There are no coincidences in imp lore, Scrap reminded me around a mouthful of liquid. His voice sounded weak, but better than when he’d first showed up.
Donovan climbed the three steps to the wide deck of the office and spoke to the guard in quiet tones before I could catch up to him. Then he passed inside without a backward glance at the suddenly dispersed crowd.
“What just happened here?” Gollum asked, out of breath as he caught up to me. Scrap hovered behind him. He looked the same washed-out orange as his juice.

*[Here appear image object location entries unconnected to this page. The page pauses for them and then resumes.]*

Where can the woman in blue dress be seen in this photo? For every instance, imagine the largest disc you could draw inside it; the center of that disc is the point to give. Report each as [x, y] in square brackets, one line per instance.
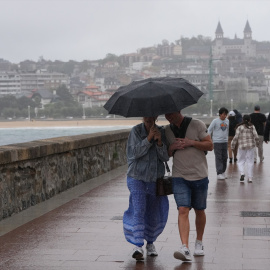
[147, 214]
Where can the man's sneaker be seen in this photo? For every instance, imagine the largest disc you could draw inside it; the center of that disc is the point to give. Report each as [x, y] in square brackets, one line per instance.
[151, 250]
[183, 254]
[137, 253]
[198, 248]
[220, 176]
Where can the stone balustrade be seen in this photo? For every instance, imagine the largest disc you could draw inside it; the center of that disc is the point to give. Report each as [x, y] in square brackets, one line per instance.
[36, 171]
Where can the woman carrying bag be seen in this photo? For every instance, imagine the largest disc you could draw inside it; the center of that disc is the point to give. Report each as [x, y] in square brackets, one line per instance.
[147, 214]
[247, 138]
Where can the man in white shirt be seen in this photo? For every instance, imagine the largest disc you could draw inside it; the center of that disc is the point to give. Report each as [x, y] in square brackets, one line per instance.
[219, 129]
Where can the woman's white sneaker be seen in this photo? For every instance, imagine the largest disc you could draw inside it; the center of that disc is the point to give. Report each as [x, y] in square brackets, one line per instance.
[137, 253]
[199, 251]
[151, 250]
[183, 254]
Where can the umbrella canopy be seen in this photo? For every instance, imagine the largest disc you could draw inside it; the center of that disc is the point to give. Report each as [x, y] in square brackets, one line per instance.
[153, 97]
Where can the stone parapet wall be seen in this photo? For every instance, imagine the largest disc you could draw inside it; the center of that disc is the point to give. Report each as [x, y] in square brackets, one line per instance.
[36, 171]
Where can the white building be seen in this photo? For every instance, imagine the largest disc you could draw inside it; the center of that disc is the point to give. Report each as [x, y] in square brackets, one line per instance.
[43, 79]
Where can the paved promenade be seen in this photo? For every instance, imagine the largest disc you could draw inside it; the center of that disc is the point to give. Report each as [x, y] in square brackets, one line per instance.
[82, 228]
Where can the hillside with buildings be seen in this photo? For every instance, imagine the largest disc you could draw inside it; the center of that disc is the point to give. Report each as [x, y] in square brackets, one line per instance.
[226, 69]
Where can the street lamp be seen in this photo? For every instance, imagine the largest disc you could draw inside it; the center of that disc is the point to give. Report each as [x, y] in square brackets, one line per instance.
[83, 112]
[29, 112]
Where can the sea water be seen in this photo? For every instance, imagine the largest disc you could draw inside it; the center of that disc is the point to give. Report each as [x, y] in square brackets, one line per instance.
[20, 135]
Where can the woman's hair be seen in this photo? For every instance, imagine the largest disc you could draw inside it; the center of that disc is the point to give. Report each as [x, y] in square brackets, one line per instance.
[246, 121]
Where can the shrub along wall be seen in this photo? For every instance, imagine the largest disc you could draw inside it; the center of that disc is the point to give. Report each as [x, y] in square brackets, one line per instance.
[36, 171]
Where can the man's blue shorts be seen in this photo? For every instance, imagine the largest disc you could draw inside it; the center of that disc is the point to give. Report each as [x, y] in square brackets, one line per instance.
[192, 194]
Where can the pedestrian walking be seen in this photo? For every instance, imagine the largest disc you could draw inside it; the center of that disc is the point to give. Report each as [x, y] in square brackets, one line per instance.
[147, 213]
[238, 116]
[219, 130]
[232, 127]
[188, 139]
[258, 119]
[247, 138]
[267, 130]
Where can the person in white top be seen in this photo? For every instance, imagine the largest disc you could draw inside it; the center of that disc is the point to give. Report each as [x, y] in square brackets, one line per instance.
[219, 130]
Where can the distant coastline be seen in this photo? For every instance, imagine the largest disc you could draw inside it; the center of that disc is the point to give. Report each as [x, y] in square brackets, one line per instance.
[75, 123]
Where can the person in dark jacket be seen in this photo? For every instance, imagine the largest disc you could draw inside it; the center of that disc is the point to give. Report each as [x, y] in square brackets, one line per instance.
[232, 126]
[258, 119]
[267, 130]
[238, 116]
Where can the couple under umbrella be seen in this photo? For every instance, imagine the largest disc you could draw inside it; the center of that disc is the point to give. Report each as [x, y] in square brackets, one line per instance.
[147, 151]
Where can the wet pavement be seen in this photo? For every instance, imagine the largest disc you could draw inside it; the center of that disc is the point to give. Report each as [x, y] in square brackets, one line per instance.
[82, 228]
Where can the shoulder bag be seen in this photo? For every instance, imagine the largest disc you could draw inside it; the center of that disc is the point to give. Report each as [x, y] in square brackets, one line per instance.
[164, 184]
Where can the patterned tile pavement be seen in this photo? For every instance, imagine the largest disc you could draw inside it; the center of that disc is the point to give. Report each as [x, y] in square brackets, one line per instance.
[82, 228]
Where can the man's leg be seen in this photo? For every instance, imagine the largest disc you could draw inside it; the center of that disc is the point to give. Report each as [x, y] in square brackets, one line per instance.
[224, 156]
[218, 158]
[260, 148]
[200, 222]
[183, 224]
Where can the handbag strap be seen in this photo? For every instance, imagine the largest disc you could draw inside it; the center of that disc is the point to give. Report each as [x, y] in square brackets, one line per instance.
[167, 167]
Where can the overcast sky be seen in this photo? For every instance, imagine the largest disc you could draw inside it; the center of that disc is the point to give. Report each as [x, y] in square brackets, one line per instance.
[88, 29]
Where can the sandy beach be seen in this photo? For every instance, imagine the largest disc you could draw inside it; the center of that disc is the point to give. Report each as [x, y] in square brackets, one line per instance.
[75, 123]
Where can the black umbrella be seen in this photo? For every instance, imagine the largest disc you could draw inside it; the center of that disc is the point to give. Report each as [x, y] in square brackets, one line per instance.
[153, 97]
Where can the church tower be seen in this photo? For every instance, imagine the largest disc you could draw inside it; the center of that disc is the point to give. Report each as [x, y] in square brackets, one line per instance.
[247, 31]
[249, 45]
[219, 32]
[217, 46]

“I don’t know. But I think I need to find out. Something about the man doesn’t ring true,” I replied.
Goddess! Why had I been so dumb as to let him into my bed?
“I could have told you that Thursday night back in Pascoe,” Gollum said, straight-faced.
I glared at him. Friend he might have become. But he had no right to pass judgment on the man I found very attractive. As well as mysterious and irritating.
“Donovan!” I dashed through the door before he or his guard had a chance to close it in my face.